8. Master These Tools for Production Workflows

# Essential for pipe mastery:
set -o pipefail # Error handling
tee # Branching
pv # Progress monitoring
process substitution: >(cmd) # Streaming to files
AWS S3 pipes: aws s3 cp - s3://... # Cloud integration
GNU parallel # Scale across cores

Final Thoughts

Unix pipes are a cornerstone of efficient bioinformatics. They're not just a convenient syntax—they're a fundamental architecture for processing data that would otherwise overwhelm available disk space and I/O capacity.

The real power becomes apparent at scale:

  • Small datasets: Pipes save time and code complexity
  • Large datasets: Pipes are often the only practical solution
  • Cloud workflows: Pipes enable streaming to/from S3 without local copies
  • Production pipelines: Pipes are embedded in every major workflow (Nextflow, Snakemake, etc.)

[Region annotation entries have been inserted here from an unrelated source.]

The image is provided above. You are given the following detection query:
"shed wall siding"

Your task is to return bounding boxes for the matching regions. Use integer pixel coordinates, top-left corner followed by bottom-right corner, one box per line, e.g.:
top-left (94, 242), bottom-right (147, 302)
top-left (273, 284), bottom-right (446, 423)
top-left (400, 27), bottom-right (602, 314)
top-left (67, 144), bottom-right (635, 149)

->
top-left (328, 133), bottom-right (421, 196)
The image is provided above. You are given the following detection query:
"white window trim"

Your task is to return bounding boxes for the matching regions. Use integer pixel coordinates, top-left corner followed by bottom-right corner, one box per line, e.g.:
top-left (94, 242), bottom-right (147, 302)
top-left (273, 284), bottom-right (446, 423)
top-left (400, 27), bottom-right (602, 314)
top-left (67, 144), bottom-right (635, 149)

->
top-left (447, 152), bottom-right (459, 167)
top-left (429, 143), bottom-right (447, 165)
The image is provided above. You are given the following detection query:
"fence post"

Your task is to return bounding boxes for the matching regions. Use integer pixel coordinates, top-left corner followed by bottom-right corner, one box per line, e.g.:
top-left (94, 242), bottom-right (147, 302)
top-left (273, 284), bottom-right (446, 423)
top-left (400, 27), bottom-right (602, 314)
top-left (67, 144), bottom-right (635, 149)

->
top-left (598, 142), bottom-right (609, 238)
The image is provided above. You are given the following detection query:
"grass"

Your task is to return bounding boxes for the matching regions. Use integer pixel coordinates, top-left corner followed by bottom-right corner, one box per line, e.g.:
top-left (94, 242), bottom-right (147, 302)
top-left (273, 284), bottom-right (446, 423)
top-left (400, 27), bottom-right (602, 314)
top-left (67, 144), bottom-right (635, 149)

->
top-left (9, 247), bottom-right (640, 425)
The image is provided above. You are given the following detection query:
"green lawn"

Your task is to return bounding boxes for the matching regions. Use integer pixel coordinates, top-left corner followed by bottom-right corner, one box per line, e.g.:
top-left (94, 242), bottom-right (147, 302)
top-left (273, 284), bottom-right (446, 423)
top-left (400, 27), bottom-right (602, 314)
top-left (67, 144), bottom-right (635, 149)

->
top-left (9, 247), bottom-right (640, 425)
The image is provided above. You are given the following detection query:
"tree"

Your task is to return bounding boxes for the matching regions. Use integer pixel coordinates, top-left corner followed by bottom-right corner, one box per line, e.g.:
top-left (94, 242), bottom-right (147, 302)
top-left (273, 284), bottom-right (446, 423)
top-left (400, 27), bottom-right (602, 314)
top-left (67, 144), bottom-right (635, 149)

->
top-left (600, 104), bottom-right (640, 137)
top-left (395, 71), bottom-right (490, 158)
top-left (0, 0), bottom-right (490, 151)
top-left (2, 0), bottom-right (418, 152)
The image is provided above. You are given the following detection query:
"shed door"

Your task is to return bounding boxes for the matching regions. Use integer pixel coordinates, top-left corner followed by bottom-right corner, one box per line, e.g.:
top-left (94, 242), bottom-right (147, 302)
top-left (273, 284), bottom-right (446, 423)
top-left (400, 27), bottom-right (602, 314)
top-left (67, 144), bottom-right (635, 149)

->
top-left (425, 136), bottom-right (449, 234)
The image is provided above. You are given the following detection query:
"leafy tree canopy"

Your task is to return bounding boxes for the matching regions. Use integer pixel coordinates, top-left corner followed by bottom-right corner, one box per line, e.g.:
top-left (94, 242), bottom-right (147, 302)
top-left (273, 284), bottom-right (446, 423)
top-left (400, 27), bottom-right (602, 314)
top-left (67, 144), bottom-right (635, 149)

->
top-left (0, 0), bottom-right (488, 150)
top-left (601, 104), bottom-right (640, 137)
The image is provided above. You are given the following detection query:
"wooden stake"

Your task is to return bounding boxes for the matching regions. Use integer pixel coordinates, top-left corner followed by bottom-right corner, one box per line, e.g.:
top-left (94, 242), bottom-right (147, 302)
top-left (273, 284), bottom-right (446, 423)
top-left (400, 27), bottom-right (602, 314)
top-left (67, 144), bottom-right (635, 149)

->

By understanding how pipes work under the hood—how the kernel manages file descriptors, buffers data, and synchronizes backpressure—you can write bioinformatics workflows that are not just faster, but fundamentally more efficient.

Start small: Use pipes in your next single-command analysis. Progress to chaining tools. Eventually, you'll write entire bioinformatics workflows as elegant streaming pipelines—just like Sarek does.

Your future self (and your disk quota administrator) will thank you.